Photo Credit: Healing of Memories
[ACNS, by Rachel Farmer] South African Anglican priest and social justice activist Michael Lapsley will have a private meeting with Pope Francis tomorrow (Saturday 15 June), when he hopes to receive support for his international work in healing of memories. Father Michael Lapsley, who lost both his hands and one of his eyes after receiving a letter bomb while living in exile from South Africa, has spent his life pursuing peace and justice issues.
He described the forthcoming visit as “a dream come true”, saying: “it is an enormous privilege to have essentially a ‘one on one’ with His Holiness the Pope.”
Michael believes the meeting will be particularly important to take forward the Healing of Memories ministry that he leads.

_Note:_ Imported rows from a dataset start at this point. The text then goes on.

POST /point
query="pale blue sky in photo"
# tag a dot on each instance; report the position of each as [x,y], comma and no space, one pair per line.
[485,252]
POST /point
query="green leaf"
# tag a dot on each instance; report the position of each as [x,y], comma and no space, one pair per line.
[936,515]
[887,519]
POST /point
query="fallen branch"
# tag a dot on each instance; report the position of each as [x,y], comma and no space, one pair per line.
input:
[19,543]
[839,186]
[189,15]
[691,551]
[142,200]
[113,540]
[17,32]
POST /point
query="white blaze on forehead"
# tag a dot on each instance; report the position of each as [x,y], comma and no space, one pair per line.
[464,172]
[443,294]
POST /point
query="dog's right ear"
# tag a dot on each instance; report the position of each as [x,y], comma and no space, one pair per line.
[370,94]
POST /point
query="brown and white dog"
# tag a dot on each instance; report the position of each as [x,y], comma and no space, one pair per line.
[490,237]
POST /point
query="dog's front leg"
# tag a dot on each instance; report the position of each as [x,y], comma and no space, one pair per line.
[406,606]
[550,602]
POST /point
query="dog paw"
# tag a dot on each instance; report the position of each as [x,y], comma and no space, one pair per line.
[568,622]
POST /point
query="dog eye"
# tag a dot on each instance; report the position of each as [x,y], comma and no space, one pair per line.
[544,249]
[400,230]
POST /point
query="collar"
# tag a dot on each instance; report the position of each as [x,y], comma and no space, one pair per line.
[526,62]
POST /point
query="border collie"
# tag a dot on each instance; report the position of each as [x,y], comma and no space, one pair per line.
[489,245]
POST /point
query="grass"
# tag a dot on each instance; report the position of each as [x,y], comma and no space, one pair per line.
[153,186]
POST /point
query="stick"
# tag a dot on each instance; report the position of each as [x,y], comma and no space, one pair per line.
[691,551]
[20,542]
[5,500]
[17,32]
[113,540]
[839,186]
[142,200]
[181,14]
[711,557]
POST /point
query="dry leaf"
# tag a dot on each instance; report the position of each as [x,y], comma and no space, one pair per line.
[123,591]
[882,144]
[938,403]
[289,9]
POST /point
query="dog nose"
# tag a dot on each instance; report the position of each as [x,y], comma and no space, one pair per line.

He said: “I think healing of memories is something whose time has come in the human family. The openness of Pope Francis to meet with someone to talk about healing of memories, especially as he is a giant of compassion and morality in the world and keeps empathising the importance of mercy and compassion, is particularly significant.
“He is someone who is responsive to pain in the human family and I think it is singularly appropriate to have this conversation with him.”
Father Michael will be giving the Pope a copy of his memoirs, Redeeming the Past: My Journey from Freedom Fighter to Healer, in both Spanish and English, that tells his story and the story of the work of Healing of Memories across the world.
“I will be sharing some of the work we do across the world,” he said. “I want to thank Pope Francis for the way he has called for humane responses – especially to refugees, at a time when there are more refugees than at any time in world history – calling our governments for a more humane general response.”
Michael said he hoped to raise the issues of childhood trauma and gender-based violence, which he said are two particularly dominant narratives within their work.
He said: “Pope Francis has challenged the human family and also been able to inspire and encourage. I want to appreciate that he’s brought into the Catholic catechism an opposition to the death penalty, that is encouraging.”
Michael was a student in Durban, South Africa in 1973. During the height of apartheid repression, he became chaplain to students at both black and white universities in Durban and began to speak out on behalf of schoolchildren who were being shot, detained and tortured. In 1976 he was exiled by the South African Government for his anti-apartheid activities. He joined the African National Congress (ANC) while living in Lesotho and became one of their chaplains. Whilst living in Zimbabwe he discovered he was on the South African Government hit list. Three months after Nelson Mandela’s release from prison in 1990 he received a letter bomb in the post, hidden inside the pages of two religious magazines and was badly injured.
He said: “What enabled me to make a redemptive response was the prayer love and support of people across the world. My journey has been a journey from being a survivor to being a victor. In a way I would say I was accompanied by people across the world on my journey of healing and in the work I’m doing now I’m returning the compliment of creating safe and sacred places where people can deal with what has happened to them.”
Michael founded the Institute for the Healing of Memories, a social healing NGO in South Africa and the United States. The ministry includes workshops where people can deal with how the past has affected them individually, psychologically, emotionally and spiritually. It welcomes people from across the world and is also active in a number of countries including Sri Lanka, Myanmar, Burundi and Rwanda.